The building at 924 N. Charles St. – currently home of The Manor restaurant and ultralounge, and formerly home of The Brass Elephant and The Elephant restaurants – has been listed for sale for $1.5 million, according to a posting on a commercial real estate website, LoopNet.com. The listing agent is Ross Conn of Avenue Real Estate LLC in Gaithersburg. The sale is getting attention because the listing was shared this month on a Facebook page for Mount Vernon residents.
“Great Turn Key restaurant as bar opportunity,” the listing says. Investment highlights include a “$3 Million…Renovation” in 2016 and “Décor valued at over $1M including Tiffany Glass and Waterford Crystal.”

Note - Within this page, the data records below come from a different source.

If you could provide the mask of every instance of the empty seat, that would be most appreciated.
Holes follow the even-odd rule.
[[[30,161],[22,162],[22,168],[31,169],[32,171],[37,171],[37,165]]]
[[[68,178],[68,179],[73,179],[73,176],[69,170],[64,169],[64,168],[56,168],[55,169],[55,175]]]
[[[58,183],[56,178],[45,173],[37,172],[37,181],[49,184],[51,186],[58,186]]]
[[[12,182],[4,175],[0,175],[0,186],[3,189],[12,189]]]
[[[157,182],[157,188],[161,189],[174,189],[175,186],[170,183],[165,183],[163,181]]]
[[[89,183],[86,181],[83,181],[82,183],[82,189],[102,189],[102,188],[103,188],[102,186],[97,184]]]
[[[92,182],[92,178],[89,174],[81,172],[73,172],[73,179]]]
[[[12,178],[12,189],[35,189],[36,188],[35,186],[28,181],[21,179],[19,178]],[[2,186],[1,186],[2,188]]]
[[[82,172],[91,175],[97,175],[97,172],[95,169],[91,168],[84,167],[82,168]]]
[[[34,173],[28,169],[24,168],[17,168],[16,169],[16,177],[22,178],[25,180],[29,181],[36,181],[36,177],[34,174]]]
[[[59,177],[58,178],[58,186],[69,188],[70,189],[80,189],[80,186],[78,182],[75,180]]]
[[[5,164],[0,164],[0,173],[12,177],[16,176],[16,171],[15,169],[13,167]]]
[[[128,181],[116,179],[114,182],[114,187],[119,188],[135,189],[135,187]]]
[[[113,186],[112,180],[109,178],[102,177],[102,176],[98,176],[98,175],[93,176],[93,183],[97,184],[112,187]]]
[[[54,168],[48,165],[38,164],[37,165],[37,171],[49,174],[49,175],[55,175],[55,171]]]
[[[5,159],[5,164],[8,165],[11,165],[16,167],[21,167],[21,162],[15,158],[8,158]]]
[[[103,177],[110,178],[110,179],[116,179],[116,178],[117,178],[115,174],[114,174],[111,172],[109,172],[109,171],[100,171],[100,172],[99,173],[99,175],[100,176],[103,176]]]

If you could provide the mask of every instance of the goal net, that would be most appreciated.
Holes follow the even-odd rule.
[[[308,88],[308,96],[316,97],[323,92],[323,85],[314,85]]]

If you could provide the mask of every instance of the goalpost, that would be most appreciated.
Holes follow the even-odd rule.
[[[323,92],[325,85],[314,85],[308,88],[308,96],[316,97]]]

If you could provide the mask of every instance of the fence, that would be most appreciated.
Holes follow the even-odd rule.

Investors Kevin Standard and Jeremy Lansdowne bought the property in 2019 and signed a lease with Joshua Persing and Robert Gay, who opened The Manor in February 2020.
The listing is for the building but not the restaurant and lounge, Persing said in an email.
“The building was put up for sale by our landlord many, many months ago,” he explained. “They are attempting to sell the building; however, our 10-year lease of the premise will remain intact if sold… Any new buyer has to honor our lease and The Manor will remain open.”
Steeped in history, the four-story building was constructed in the 1850s for Benjamin Chew Howard, a four-term U. S. Congressman and son of wealthy landowner John Eager Howard, and Benjamin’s wife Janet Gilmore, on part of his father’s Belvedere Estate. Later, Brazilian coffee importer Charles Morton Stewart and his wife, Josephine Lurman, bought it as their winter residence.
In the late 1890s, local merchant George Wroth Knapp Jr. purchased it as a second home. He and his wife, Sara Gilfry, filled it with decorative items including crystal chandeliers; marble fireplace mantels, and Lockwood de Forest teak paneling. In the 1930s, it was converted to a store for Potthast Brothers Furniture, which added a large glass storefront to show off the furniture for sale inside.
In the late 1970s, William “Billy” Paley Jr., the son of former CBS network president William S. Paley, led a group of investors who converted the building to a high-end restaurant, The Brass Elephant, which opened in the early 1980s and closed in 2009. From July 2016 to June 2019, it housed a restaurant called The Elephant, operated by Steven and Linda Brown Rivelis.
Gay and Persing preserved the building’s best features while adding their own touches and programming. In 2022, Baltimore Magazine named The Manor a “Best of Baltimore” winner in the category “Best Drag Brunch.”
“Their vision for the lounge is to bring an eclectic, luxurious and modern approach to the Baltimore restaurant, lounge and night club scene,“ The Manor’s website states. “Their vision has led to an experience that is on the cutting edge of style and cuisine.”
Part of the Mount Vernon historic district, the 11,260-square-foot building is zoned for commercial use. According to the real estate listing, decorative features include: chandeliers with Waterford Crystal prisms; mantels carved by sculptor William Henry Rinehart; skylights and interior windows, some with stained glass attributed to Louis Comfort Tiffany; bottle glass windows, transoms and doors; a teak dining room; gilded mirrors; elephant-, griffin- and cherub-themed sconces, and “mermaid mastheads.”
The Manor has been closed since Dec. 29, due to a burst water pipe. Its owners said on social media that they’ve already begun repairs and “we will update you as soon as we can on when we will reopen.”